AFP - Fresh clashes between Shiite Huthi rebels and army-backed tribes in north Yemen killed 20 people, a tribal official said Thursday, bringing to at least 69 the death toll in five days of fighting that have rattled a fragile truce.
"Violent clashes took place overnight between Huthis and the Bin Aziz tribes... leaving 20 dead from both sides," the official said.
Yemeni army forces deployed in the area intervened to break up the fighting in Harf Sufyan in the northern Amran province, he added.
The rebels used "different types of weapons" in their attempt to control several locations and tighten a siege on Bin Aziz villages, said the official, speaking on condition of anonymity.
Tribal and rebel sources had said on Wednesday that at least 49 people had been killed since fighting broke out on Sunday.
Tribal sources had said the confrontations involved the Huthis and supporters of tribal chief Sheikh Sagheer Aziz, but the rebels said the clashes were with the army, not the tribe.
Aziz, the tribal chief, is a member of the parliamentary bloc of the ruling General People's Congress party.
A total of 62 MPs meanwhile have signed a petition demanding the government "assume responsibility for ending violations committed by the Huthis," and threatening to suspend their parliamentary membership if the authorities failed to help Aziz.
Amran and neighbouring Saada province have seen sporadic clashes between the rebels and government-backed tribes.
The Huthis complain of political, social and religious marginalisation, and have repeatedly fought with government forces in a conflict that began in 2004, killing thousands and displacing some 250,000 people.
After six rounds of fighting between government forces and the Huthis since 2004, Yemeni President Ali Abdullah Saleh earlier this month ruled out another conflict with the rebels.

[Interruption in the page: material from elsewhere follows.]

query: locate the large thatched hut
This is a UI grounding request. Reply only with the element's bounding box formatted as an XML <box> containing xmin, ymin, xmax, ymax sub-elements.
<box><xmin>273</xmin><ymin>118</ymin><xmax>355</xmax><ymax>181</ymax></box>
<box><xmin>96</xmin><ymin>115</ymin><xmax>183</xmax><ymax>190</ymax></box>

"There are no indicators for a seventh war," Saleh told a news conference, saying that would be "totally unacceptable."
The Huthis and the government have repeatedly exchanged accusations of violating a February ceasefire which ended the latest round of conflict between the two sides.
Neighbouring Saudi Arabia became embroiled in the military fight in November after it accused the rebels of infiltrating its borders, killing one guard and occupying two villages.
In other violence in the impoverished Arabian Peninsula country on Thursday, suspected Al-Qaeda gunmen ambushed a Yemeni army patrol under cover of darkness in the remote east of the country, killing five soldiers and wounding one, a security official told AFP.
The attack took place on an army vehicle in Shabwa province at around 3:00 am (midnight GMT), the official said.
Thursday's attack followed simultaneous raids on July 14 by some 20 suspected Al-Qaeda militants on the intelligence and security service headquarters in the south Yemen town of Zinjibar in which three policemen were killed and 11 wounded.
Extremists are known to be regrouping in Yemen, the ancestral homeland of Al-Qaeda leader Osama bin Laden, and the impoverished nation has witnessed repeated attacks claimed by the jihadists on foreign missions, tourist sites and oil facilities.